On 4th May 2012, Adam Yauch, known to you and me as “MCA”, passed away after succumbing to parotid cancer. It didn’t come out of the blue. He had revealed that he found a cancerous lump in 2009, but then there was hope that all would be okay. Everyone wanted it to be. I know I did. So it was sad and definitely a shock when I saw the headline on Ceefax, of all things, that he died. Before then, I hadn’t listened through a full Beastie Boys album. So one of the first things I did to commemorate the man who was MCA, was listen to Hello Nasty. I then uploaded the album, in sections, to YouTube. Just felt like the right thing to do. Why Hello Nasty? Well, I think I had ‘Intergalactic’ as a song by itself in my iTunes library, and I knew ‘Body Movin” and ‘Three MC’s and One DJ’ from seeing their videos on the TV. All three are on the LP. So I thought, “Might as well listen to the whole set.”

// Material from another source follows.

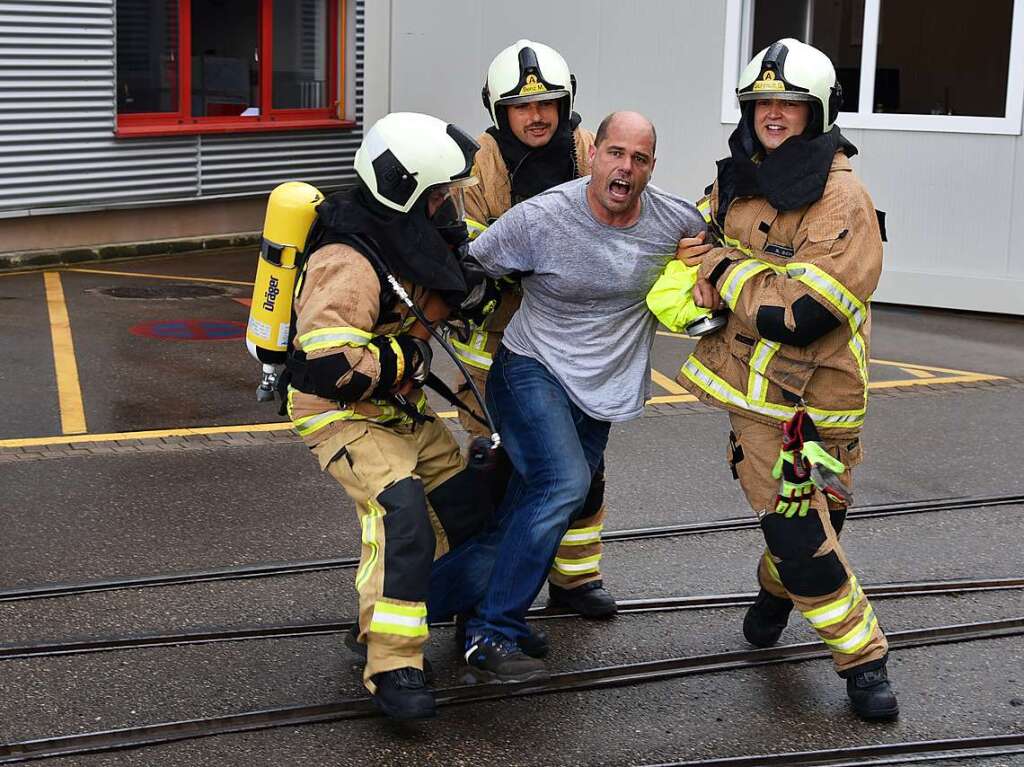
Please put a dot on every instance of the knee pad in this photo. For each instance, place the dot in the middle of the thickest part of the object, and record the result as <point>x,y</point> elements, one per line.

‘Super Disco Breakin” is the first song on Hello Nasty. To get things off to a grand opening, there’s what I think is a nod to the Beatles’‘Back in the U.S.S.R.’ nod, with the first sound the listener hears being one of an airplane taking off. The instrumental hook, a synth or sample – I’m not sure, gets going amidst some random record scratches. In the background, MCA utters the words, “Yeah… Get down,” before the kick drum starts thumping and Ad-Rock properly gets things rolling with the great first line, “Well, it’s 50 cups of coffee and you know it’s on”, accompanied by Mike D and MCA on certain words for added effect. When Hello Nasty was released in July 1998, it had been four years of waiting for a new studio Beastie Boys album. And I think the only way to think of ‘Super Disco Breakin” is as the introduction to this new offering to show that they were back. Almost half a decade as passed since their last LP, the three members were solidly in their 30s (well, Ad-Rock was 31), but they still had their infectious energy, their interplay, the respectively distinct vocals… the things we know and love the Beastie Boys for.
And those aspects are all showcased in the two short minutes of the song’s duration. The trio are completing each other’s lines within the first few moments, going back and forth between words, while a hectic, bustling beat carries on in the background. The way the lyrics bounce from one rapper to the next, panning around the stereo setup in the process, you never know which way to look or where things are going to end up. But what counts is the immense sense of fun you can tell the trio are having just by performing. In addition, there are little vocal samples and splices added in to fill in the emptier spaces which are very cool. One notable example is the split-second Run-D.M.C. vocal from that group’s tune ‘Sucker MC’s’. After the second and final iteration of the chorus, more samples enter the mix shouting out the city of Manhattan – one from a Kool Moe Dee and Busy Bee tape, and another unconfirmed. It’s just cool the way the word ‘Manhattan’ is blurred and mixed in with the record scratches. Someone asks “What’s up?” at the song’s very end, a straight cut to silence occurs. A great statement to start an album off with.